“Emrys’s stories said destroyed, not abandoned.”
“Again, what are you getting at?”
But she didn’t know, not yet, so she just shook her head and said, “The Fae on my continent—in Terrasen . . . they weren’t like you. At least, I don’t remember them being that way. There weren’t many, but . . .” She swallowed hard. “The King of Adarlan hunted and killed them, so easily. Yet when I look at you, I don’t understand how he did it.” Even with the Wyrdkeys, the Fae had been stronger, faster. More should have survived, even if some had been trapped in their animal forms when magic vanished.
She looked over her shoulder at him, one hand still pressed against the warm carving. A muscle flickered in Rowan’s jaw before he said, “I’ve never been to your continent, but I heard that the Fae there were gentler—less aggressive, very few trained in combat—and they relied heavily on magic.
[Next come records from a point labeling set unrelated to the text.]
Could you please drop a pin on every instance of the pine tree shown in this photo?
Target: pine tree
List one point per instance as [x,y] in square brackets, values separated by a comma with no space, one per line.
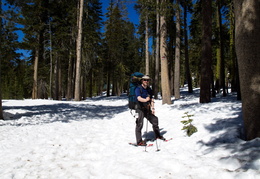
[206,59]
[247,40]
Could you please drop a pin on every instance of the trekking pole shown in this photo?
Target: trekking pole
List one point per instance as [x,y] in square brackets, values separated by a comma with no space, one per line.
[146,133]
[157,146]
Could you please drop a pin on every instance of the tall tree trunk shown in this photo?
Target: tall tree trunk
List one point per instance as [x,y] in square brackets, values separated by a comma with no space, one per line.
[51,60]
[166,93]
[1,28]
[147,64]
[35,74]
[70,78]
[187,63]
[206,60]
[220,53]
[247,40]
[177,53]
[78,52]
[157,56]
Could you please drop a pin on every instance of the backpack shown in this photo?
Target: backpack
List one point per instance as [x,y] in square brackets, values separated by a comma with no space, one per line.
[135,81]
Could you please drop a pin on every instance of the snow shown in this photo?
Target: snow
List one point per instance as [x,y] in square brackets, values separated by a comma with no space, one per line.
[89,139]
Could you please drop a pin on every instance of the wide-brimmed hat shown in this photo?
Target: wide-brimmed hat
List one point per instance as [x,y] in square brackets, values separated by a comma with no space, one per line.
[146,77]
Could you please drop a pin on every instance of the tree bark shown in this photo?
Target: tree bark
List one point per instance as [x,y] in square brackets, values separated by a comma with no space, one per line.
[157,57]
[78,52]
[187,63]
[206,60]
[177,53]
[247,38]
[166,93]
[35,75]
[147,46]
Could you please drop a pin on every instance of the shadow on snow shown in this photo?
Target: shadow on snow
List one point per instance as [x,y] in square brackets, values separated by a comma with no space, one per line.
[62,112]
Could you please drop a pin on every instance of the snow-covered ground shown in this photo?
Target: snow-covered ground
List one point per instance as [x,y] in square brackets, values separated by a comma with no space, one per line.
[89,139]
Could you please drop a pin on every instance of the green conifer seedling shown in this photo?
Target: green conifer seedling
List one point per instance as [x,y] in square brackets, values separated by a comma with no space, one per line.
[190,129]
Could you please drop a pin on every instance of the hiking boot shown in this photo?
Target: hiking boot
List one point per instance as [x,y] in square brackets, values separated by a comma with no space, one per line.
[142,143]
[161,137]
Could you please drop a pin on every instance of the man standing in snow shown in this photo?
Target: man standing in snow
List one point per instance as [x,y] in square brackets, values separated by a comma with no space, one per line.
[145,108]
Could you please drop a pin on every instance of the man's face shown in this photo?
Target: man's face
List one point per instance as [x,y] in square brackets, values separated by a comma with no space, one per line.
[145,81]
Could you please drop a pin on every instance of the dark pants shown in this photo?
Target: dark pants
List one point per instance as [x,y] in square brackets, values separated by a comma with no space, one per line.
[139,124]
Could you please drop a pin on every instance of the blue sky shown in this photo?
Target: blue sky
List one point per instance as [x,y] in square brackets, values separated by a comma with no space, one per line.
[132,15]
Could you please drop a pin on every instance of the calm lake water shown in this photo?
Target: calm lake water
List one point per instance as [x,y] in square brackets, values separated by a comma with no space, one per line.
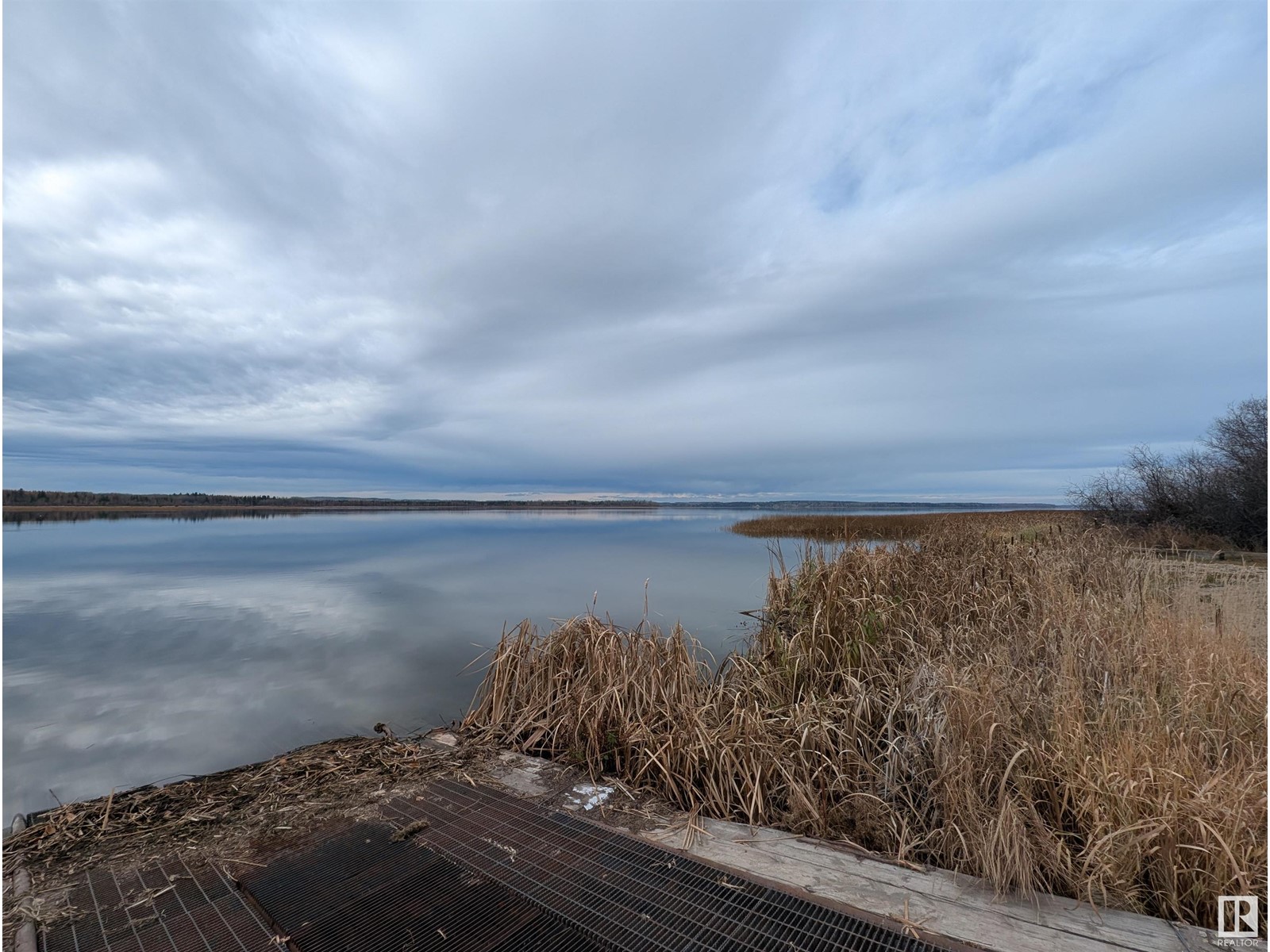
[141,651]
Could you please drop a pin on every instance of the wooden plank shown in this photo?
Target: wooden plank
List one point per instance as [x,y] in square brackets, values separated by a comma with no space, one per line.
[959,907]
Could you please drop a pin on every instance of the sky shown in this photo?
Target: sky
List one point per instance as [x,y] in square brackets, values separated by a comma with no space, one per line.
[855,251]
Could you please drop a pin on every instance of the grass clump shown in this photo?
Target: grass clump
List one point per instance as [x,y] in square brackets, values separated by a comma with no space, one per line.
[892,528]
[1054,712]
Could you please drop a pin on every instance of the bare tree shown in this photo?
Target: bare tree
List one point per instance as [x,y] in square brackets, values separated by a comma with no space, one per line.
[1218,490]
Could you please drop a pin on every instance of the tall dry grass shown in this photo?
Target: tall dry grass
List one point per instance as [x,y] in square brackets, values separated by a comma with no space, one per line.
[1053,714]
[908,526]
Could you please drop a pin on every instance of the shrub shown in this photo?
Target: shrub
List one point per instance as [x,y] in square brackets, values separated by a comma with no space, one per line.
[1217,490]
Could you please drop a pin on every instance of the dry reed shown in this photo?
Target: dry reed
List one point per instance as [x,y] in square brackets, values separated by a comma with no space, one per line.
[1035,704]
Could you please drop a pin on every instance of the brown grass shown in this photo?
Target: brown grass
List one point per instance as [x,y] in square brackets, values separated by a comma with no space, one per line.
[1035,704]
[239,812]
[846,528]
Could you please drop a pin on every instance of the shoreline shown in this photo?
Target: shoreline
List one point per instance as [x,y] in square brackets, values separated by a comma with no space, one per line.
[952,911]
[637,706]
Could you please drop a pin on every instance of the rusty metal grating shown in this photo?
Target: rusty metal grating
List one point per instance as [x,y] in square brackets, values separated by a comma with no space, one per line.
[360,890]
[168,905]
[622,892]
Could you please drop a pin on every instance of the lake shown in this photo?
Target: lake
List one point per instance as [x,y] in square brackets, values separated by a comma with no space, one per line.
[145,651]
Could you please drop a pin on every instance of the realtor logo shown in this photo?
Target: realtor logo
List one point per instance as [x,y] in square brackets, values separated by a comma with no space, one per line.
[1237,917]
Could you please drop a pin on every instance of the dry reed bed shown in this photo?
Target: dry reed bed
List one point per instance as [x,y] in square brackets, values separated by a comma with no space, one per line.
[1056,714]
[892,528]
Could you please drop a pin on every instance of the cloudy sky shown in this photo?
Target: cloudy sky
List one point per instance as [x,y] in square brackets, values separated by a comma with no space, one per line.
[864,251]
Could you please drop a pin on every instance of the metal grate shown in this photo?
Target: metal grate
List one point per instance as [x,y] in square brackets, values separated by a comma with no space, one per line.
[624,892]
[168,905]
[362,892]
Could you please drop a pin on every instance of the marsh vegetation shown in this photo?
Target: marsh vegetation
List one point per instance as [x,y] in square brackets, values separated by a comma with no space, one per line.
[1028,701]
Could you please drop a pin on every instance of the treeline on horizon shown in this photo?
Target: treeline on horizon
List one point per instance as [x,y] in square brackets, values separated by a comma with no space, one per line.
[205,501]
[25,498]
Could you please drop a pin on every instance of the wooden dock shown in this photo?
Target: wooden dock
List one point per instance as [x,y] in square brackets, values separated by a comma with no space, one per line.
[530,860]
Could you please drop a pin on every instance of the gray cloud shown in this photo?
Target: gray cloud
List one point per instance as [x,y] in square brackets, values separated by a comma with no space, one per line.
[859,251]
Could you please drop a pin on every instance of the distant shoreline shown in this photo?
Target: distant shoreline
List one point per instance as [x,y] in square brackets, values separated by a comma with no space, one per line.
[56,501]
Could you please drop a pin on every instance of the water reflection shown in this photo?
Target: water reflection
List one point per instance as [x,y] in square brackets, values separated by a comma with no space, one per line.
[145,649]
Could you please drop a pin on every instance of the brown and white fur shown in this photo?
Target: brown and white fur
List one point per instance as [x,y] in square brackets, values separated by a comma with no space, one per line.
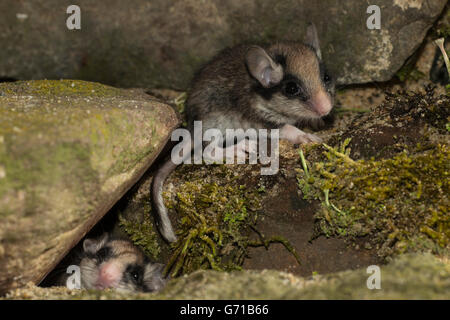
[107,262]
[248,86]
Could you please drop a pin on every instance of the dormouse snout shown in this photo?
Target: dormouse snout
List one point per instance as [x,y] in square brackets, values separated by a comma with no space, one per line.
[321,103]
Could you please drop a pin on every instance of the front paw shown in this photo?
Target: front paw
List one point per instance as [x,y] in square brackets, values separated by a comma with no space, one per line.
[306,138]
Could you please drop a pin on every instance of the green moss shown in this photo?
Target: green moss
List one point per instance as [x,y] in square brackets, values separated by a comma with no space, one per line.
[54,88]
[142,234]
[400,203]
[215,216]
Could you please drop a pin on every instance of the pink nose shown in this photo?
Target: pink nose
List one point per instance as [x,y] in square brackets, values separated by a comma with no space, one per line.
[321,103]
[109,275]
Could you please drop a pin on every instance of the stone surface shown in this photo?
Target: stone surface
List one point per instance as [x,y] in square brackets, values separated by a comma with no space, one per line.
[68,151]
[407,277]
[162,43]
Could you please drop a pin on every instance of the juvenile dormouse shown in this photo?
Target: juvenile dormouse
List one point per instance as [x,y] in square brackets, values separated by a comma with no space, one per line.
[107,262]
[273,87]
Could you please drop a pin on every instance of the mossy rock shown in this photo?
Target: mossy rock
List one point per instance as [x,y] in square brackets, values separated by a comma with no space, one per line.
[68,151]
[407,277]
[162,43]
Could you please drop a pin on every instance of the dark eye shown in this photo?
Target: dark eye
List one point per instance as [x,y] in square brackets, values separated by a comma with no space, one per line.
[291,88]
[135,273]
[103,254]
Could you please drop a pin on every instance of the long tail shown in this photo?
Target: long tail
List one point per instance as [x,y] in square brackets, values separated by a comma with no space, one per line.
[160,211]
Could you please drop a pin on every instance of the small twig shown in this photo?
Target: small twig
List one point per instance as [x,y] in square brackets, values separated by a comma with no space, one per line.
[276,239]
[341,155]
[303,160]
[440,43]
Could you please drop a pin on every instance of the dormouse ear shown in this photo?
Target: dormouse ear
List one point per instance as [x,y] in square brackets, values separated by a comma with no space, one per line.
[93,245]
[312,39]
[263,68]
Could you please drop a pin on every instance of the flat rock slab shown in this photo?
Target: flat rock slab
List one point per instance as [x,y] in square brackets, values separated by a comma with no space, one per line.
[68,151]
[163,42]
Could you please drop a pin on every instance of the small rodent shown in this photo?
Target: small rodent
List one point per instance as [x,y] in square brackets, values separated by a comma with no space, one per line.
[247,86]
[108,262]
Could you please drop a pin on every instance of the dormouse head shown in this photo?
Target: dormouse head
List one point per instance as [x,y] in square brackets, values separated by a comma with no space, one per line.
[292,82]
[118,264]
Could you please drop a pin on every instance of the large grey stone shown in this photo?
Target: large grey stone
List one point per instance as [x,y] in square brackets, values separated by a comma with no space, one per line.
[162,42]
[68,151]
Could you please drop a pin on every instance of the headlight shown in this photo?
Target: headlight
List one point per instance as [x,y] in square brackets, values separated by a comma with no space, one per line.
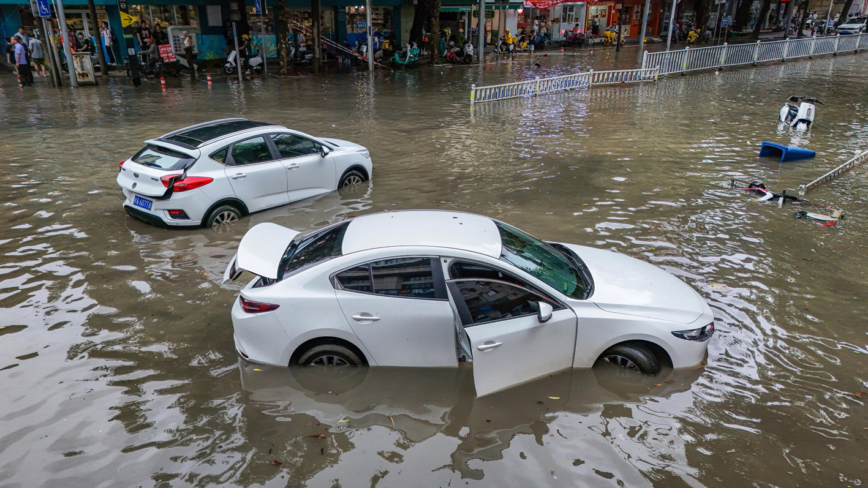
[700,334]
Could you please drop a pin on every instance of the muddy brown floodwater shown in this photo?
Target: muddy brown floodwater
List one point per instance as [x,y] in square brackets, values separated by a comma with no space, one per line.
[116,356]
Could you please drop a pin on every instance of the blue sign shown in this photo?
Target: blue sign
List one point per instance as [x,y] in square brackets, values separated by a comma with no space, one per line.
[44,9]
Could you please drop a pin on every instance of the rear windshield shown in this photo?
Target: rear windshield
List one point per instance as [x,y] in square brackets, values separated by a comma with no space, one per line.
[160,157]
[315,248]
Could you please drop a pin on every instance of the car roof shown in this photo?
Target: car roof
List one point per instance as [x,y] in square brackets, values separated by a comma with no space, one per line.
[423,228]
[202,134]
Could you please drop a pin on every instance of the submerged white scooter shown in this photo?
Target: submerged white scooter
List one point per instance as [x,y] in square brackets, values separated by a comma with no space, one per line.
[801,116]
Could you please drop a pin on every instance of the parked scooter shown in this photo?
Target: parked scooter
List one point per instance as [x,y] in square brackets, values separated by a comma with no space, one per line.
[254,62]
[801,116]
[408,57]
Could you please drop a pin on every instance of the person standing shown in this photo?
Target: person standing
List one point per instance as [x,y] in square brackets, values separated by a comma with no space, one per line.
[21,63]
[37,55]
[106,35]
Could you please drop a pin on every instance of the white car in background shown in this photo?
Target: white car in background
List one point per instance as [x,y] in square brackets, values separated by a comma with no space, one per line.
[214,173]
[434,288]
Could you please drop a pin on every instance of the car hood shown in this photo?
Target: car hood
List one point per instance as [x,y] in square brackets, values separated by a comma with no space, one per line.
[627,285]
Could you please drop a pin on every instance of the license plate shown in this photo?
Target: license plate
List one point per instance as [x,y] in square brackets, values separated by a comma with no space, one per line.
[142,202]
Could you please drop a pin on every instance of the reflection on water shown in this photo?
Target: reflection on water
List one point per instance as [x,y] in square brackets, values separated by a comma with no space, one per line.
[117,358]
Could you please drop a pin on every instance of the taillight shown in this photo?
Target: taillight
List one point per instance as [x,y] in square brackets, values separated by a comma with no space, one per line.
[250,306]
[185,184]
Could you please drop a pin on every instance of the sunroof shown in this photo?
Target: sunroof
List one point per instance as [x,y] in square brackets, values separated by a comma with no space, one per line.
[201,135]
Once magic was gone from your lands, many of them might not have known what to do against trained soldiers.”
“And yet Maeve wouldn’t send aid.”
“The Fae of your continent long ago severed ties with Maeve.” He paused again. “But there were some in Doranelle who argued in favor of helping. My queen wound up offering sanctuary to any who could make it here.”
She didn’t want to know more—didn’t want to know how many had made it, and whether he had been one of the few who argued to save their western brethren. So she moved away from the carving of the mythical stag, instantly cold as she severed contact with the delightful heat living within the stone. Part of her could have sworn that ancient, strange power was sad to see her go.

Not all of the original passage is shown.